Hof 's-Gravenhage, 23-12-2009, nr. 200034128
ECLI:NL:GHSGR:2009:BL1453
- Instantie
Hof 's-Gravenhage
- Datum
23-12-2009
- Zaaknummer
200034128
- LJN
BL1453
- Vakgebied(en)
Personen- en familierecht (V)
- Brondocumenten en formele relaties
ECLI:NL:GHSGR:2009:BL1453, Uitspraak, Hof 's-Gravenhage, 23‑12‑2009; (Hoger beroep)
- Vindplaatsen
Uitspraak 23‑12‑2009
Inhoudsindicatie
Artikel 1:160 BW. Samenwonen als waren zij gehuwd. In dit geval wordt aan alle criteria voldaan.
GERECHTSHOF ’s-GRAVENHAGE
Familiesector
Uitspraak : 23 december 2009
Zaaknummer : 200.034.128/01
Rekestnr. rechtbank : F1 RK 08-1827
[appellant],
wonende te [woonplaats],
verzoeker in hoger beroep,
hierna te noemen: de man,
advocaat mr. L. Laus te Haarlem,
tegen
[geïntimeerde],
wonende te [woonplaats],
verweerster in hoger beroep,
hierna te noemen: de vrouw,
advocaat mr. P.H. de Bruin te Rotterdam.
PROCESVERLOOP IN HOGER BEROEP
De man is op 20 mei 2009 in hoger beroep gekomen van een beschikking van 22 april 2009 van de rechtbank Rotterdam (hierna: de bestreden beschikking).
De vrouw heeft op 29 juli 2009 een verweerschrift ingediend.

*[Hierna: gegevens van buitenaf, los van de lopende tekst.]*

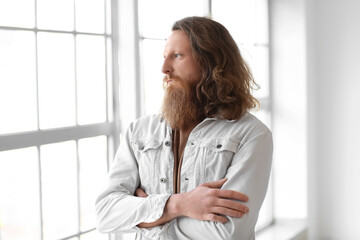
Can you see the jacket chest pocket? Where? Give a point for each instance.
(147, 152)
(217, 157)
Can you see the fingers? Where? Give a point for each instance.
(230, 194)
(232, 205)
(227, 212)
(140, 193)
(216, 218)
(215, 184)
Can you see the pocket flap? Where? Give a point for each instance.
(146, 144)
(219, 145)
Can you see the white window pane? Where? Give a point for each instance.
(17, 82)
(266, 211)
(153, 77)
(59, 189)
(55, 14)
(91, 83)
(157, 17)
(93, 169)
(94, 235)
(262, 22)
(19, 13)
(19, 190)
(109, 76)
(108, 17)
(238, 17)
(56, 80)
(90, 16)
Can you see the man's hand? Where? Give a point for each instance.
(140, 193)
(205, 202)
(209, 202)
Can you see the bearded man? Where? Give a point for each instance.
(200, 169)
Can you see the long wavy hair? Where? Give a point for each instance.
(226, 84)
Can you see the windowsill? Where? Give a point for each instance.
(284, 229)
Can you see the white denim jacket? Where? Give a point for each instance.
(240, 150)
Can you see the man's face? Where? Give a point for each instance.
(179, 63)
(182, 72)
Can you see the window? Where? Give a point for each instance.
(246, 20)
(58, 106)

Van de zijde van de man zijn bij het hof op 26 juni 2009, 5 oktober 2009, 16 oktober 2009 en 29 oktober 2009 aanvullende stukken ingekomen.
Op 19 november 2009 is de zaak mondeling behandeld. Verschenen zijn: de man, bijgestaan door zijn advocaat, en de vrouw, bijgestaan door mr. A.J.H.M. Hopmans, een kantoorgenoot van haar advocaat. Partijen hebben het woord gevoerd, de advocaat van de man onder meer aan de hand van de bij de stukken gevoegde pleitnotities.

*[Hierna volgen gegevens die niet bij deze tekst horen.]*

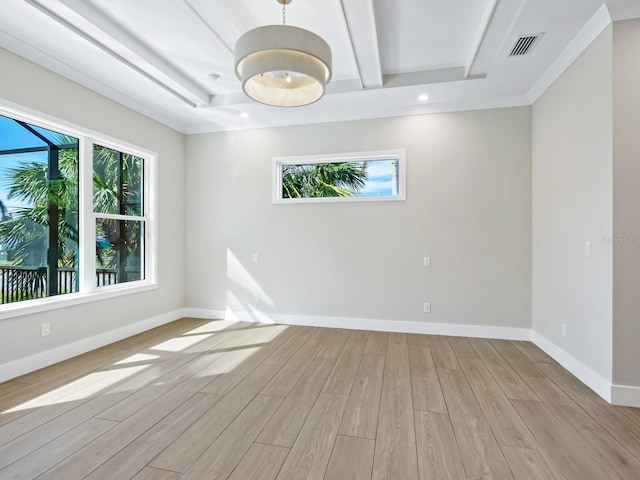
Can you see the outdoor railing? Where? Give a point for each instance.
(26, 283)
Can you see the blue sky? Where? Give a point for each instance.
(14, 136)
(378, 179)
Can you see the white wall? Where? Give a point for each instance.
(468, 207)
(626, 202)
(31, 86)
(572, 204)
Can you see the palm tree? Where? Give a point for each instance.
(117, 189)
(25, 231)
(341, 179)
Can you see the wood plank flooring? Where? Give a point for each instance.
(199, 399)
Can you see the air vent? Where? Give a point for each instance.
(524, 44)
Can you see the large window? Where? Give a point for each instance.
(75, 212)
(362, 176)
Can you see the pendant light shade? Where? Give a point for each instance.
(283, 66)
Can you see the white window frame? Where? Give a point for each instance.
(88, 290)
(395, 154)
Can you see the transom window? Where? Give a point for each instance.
(75, 212)
(363, 176)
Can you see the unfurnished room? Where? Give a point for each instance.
(301, 240)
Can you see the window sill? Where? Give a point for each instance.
(29, 307)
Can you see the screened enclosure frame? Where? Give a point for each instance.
(397, 172)
(86, 284)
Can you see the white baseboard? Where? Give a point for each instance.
(40, 360)
(203, 313)
(399, 326)
(625, 395)
(585, 374)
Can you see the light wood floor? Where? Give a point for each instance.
(217, 400)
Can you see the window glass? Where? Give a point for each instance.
(362, 176)
(119, 247)
(117, 182)
(39, 217)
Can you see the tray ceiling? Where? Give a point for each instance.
(173, 59)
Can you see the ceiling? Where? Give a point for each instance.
(172, 60)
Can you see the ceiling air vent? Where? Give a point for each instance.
(524, 44)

PROCESVERLOOP IN EERSTE AANLEG EN VASTSTAANDE FEITEN
Voor het procesverloop en de beslissing in eerste aanleg verwijst het hof naar de bestreden beschikking.

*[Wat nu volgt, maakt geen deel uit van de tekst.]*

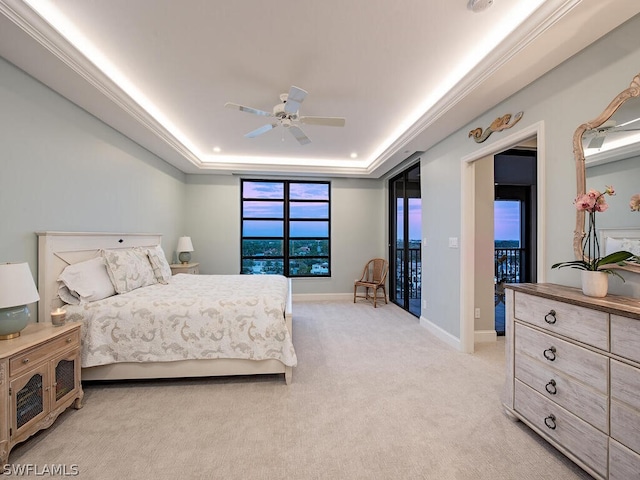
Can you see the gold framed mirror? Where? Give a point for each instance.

Bij die beschikking heeft de rechtbank het verzoek van de man, tot beëindiging van zijn alimentatieverplichting jegens de vrouw met ingang van 1 december 2006 en tot het gelasten van de vrouw aan hem te restitueren de sedertdien onverschuldigd aan haar betaalde termijnen, afgewezen.
Het hof gaat uit van de door de rechtbank vastgestelde feiten, voor zover daar in hoger beroep geen grief tegen is gericht.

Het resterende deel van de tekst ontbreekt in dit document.